BEFAST: The 6-Step Lifesaving Tool Changing Stroke Response in India
BEFAST: A 6-Step Guide to Spotting a Stroke Fast

In a medical emergency like a stroke, every second counts. The speed at which a stroke is identified can dramatically alter a patient's future, determining whether they make a full recovery or face lifelong neurological challenges. For paramedics and even bystanders in India, a simple tool called BEFAST has become a critical weapon in the fight against stroke, enabling faster and more accurate identification than older methods.

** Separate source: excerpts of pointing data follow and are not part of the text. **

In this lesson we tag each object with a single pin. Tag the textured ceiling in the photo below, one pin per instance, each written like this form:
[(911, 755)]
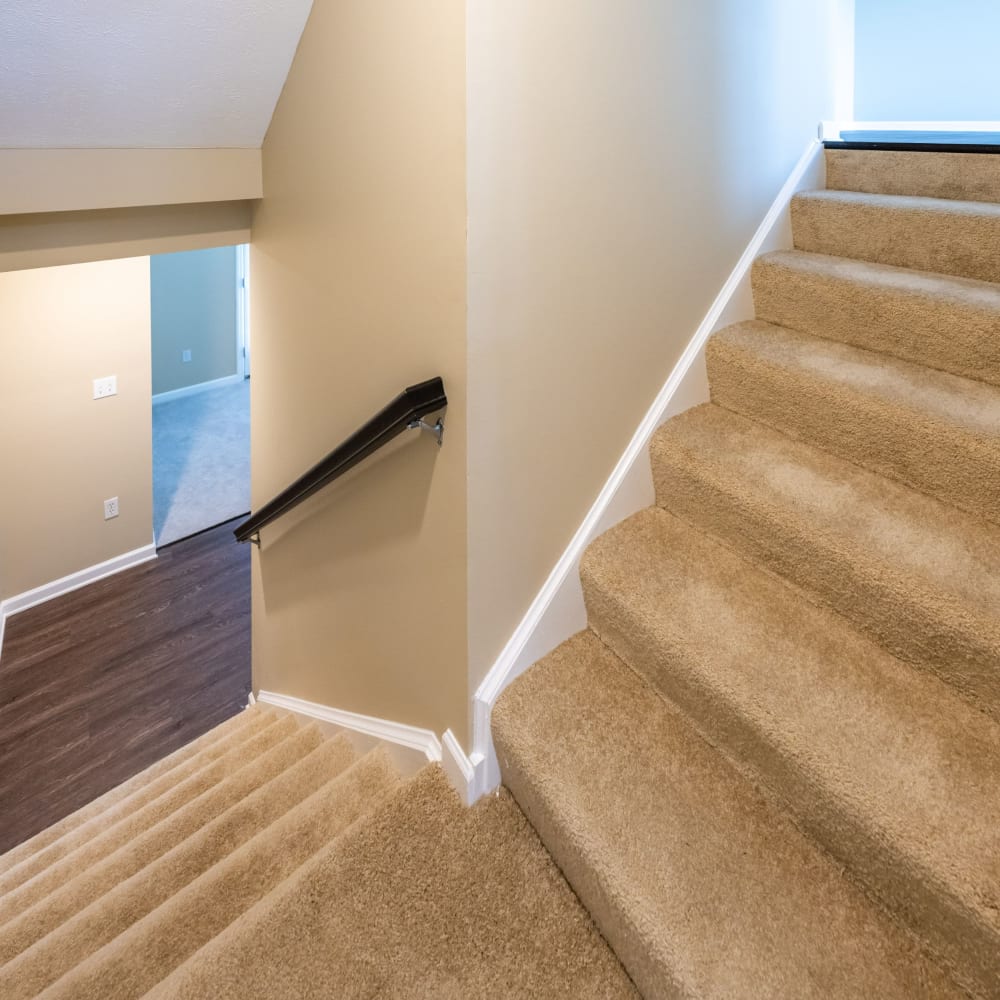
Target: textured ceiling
[(127, 73)]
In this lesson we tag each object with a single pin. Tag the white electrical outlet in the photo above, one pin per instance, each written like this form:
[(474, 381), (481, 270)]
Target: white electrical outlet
[(105, 386)]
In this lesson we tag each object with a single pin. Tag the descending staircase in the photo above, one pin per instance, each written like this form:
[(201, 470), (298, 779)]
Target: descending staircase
[(770, 767), (269, 860)]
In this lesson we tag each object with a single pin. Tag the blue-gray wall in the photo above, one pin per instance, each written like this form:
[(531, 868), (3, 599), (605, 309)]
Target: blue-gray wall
[(930, 60), (193, 308)]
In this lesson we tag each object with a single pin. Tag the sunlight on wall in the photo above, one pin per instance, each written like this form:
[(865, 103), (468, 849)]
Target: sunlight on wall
[(927, 60)]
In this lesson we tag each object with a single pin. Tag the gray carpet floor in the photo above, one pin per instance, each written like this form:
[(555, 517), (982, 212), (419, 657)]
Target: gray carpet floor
[(201, 461)]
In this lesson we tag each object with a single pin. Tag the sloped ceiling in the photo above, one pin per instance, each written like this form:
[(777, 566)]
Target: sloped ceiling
[(143, 73)]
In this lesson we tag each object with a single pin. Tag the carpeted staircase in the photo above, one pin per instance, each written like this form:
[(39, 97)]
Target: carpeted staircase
[(267, 860), (770, 767)]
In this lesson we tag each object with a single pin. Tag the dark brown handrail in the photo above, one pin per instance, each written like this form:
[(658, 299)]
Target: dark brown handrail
[(404, 411)]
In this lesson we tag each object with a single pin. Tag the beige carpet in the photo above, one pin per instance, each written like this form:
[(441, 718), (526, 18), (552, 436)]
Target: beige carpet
[(268, 861), (769, 769), (771, 766)]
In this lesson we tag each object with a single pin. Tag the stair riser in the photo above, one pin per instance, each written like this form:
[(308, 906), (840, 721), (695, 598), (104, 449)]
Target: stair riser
[(961, 176), (129, 902), (970, 950), (941, 460), (117, 796), (135, 795), (651, 974), (906, 323), (94, 851), (960, 243), (78, 890), (925, 628)]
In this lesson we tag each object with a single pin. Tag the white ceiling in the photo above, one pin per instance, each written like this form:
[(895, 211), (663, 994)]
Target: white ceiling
[(134, 73)]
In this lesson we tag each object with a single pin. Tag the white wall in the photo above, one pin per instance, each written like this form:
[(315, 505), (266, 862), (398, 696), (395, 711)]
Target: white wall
[(620, 157), (927, 60)]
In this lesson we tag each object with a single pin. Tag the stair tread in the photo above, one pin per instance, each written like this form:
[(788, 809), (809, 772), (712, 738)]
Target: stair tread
[(62, 889), (927, 234), (159, 939), (27, 859), (971, 405), (904, 202), (919, 575), (936, 432), (111, 914), (702, 886), (884, 763), (402, 905), (946, 322)]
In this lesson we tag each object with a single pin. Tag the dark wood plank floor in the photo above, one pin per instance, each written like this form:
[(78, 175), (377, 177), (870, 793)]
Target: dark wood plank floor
[(100, 683)]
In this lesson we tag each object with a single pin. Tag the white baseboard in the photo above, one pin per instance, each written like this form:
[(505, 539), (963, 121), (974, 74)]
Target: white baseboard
[(49, 591), (452, 758), (460, 770), (193, 390), (557, 611)]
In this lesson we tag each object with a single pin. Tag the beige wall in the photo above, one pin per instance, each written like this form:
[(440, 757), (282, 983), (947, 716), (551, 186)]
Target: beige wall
[(620, 157), (63, 453), (358, 268), (52, 238), (71, 180), (194, 309)]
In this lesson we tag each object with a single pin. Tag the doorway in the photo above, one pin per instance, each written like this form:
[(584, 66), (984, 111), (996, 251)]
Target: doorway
[(201, 390)]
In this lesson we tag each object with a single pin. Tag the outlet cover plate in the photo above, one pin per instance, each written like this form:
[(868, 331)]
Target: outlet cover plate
[(104, 387)]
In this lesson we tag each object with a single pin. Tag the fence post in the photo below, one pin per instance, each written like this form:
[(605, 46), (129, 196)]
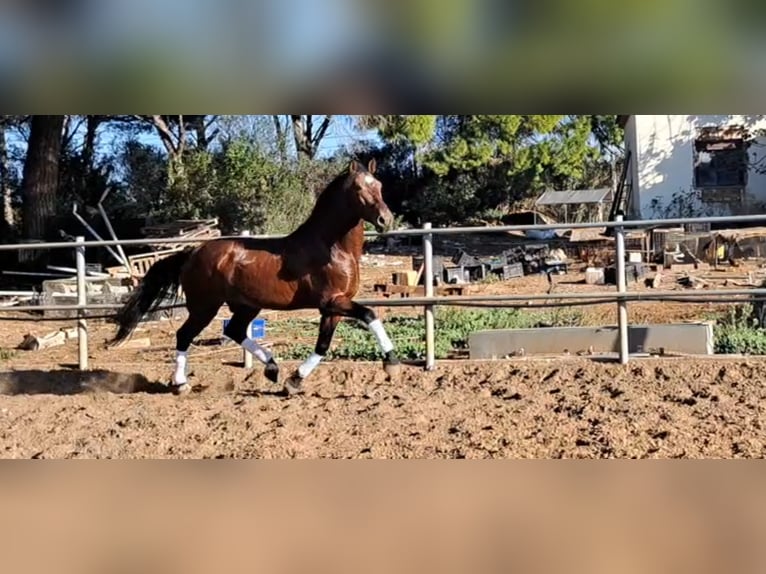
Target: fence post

Decoding the BEFAST Acronym: A Minute to Save a Life

The BEFAST protocol consists of six straightforward checks that anyone can perform in under a minute. Each letter represents a classic sign of a stroke, with the initial letters addressing symptoms that older tools often missed.

B is for Balance. Check if the person has suddenly lost their balance. Are they unsteady on their feet, wobbling when trying to walk, or struggling with coordination? These can indicate a stroke in the cerebellum or brainstem, an area sometimes overlooked.

E is for Eyes. Look for sudden vision problems. This includes seeing double, a patch of lost vision, or complete blindness in one or both eyes. General blurriness is less critical; it's the acute, severe loss that signals a brain emergency.

F is for Face Drooping. Ask the person to smile or show their teeth. Does one side of the face droop or remain immobile while the other side moves normally? This facial asymmetry is a classic red flag.

A is for Arm Weakness. Instruct the person to close their eyes and hold both arms straight out with palms up. Watch if one arm drifts downward or cannot be held steady. This points to weakness on one side of the body.

S is for Speech Difficulty. Listen for slurred or garbled speech. The person may be unable to understand simple instructions or repeat a basic phrase like "The sky is blue."

T is for Time to Call Emergency Services. This is the most critical step. Note the exact time symptoms began or when the person was last seen normal. Immediately call for an ambulance and relay this crucial timeline to the responders. About 1.9 million brain neurons can die per minute without treatment.

The Evolution of Stroke Care: From Support to Swift Intervention

Stroke care has undergone a revolutionary transformation. In the early days of emergency medical services (EMS), stroke calls were often a low priority, with care limited to supportive measures like oxygen, as there were no treatments to reverse the damage.

The landscape changed in 1996 with the approval of alteplase, a clot-busting drug for acute ischemic strokes. This breakthrough made speed the central pillar of stroke response. Paramedics needed rapid assessment tools to identify strokes and rush patients to hospitals equipped to administer the drug within a narrow time window.

While the NIH Stroke Scale was effective in hospitals, it was too lengthy for ambulances. This led to the creation of simpler tools. The Cincinnati Prehospital Stroke Scale focused on face, arm, and speech. This was later adapted into the public-friendly FAST (Face, Arm, Speech, Time) campaign. However, these tools sometimes missed strokes that primarily affected balance or vision, leading to the more comprehensive BEFAST protocol.

New Treatments and Triage: Matching Patients with Advanced Care

Around 2015, another game-changer emerged: mechanical thrombectomy. This procedure involves physically removing a large clot from a brain artery using a device and can be effective up to 24 hours in select cases. However, not every hospital has this capability.

This disparity necessitated better field triage. After a positive BEFAST check, paramedics now often use severity scales like RACE or LAMS to score neurological deficits. A high score suggests a large vessel occlusion, requiring direct transport to a comprehensive stroke center with a thrombectomy suite, bypassing primary stroke centers that only administer clot-busting drugs.

Furthermore, the drug tenecteplase is simplifying treatment. Unlike alteplase, which requires a one-hour infusion, tenecteplase is given as a single, quick injection. It is more targeted to the clot and has a lower risk of bleeding, making it increasingly favored in pre-hospital and hospital protocols.

For the roughly 13% of strokes that are hemorrhagic (caused by bleeding), symptoms may include a thunderclap headache or extremely high blood pressure. These patients require immediate transport to a center with neurosurgical expertise.

The real-world impact is clear: a patient identified via BEFAST, triaged with a severity scale, and routed to the correct hospital experiences drastically reduced "door-to-needle" times. This coordinated effort, powered by public awareness and relentless EMS training, saves precious brain cells and function. In stroke care, where time is brain, half-measures are not an option, and knowledge of tools like BEFAST truly saves lives.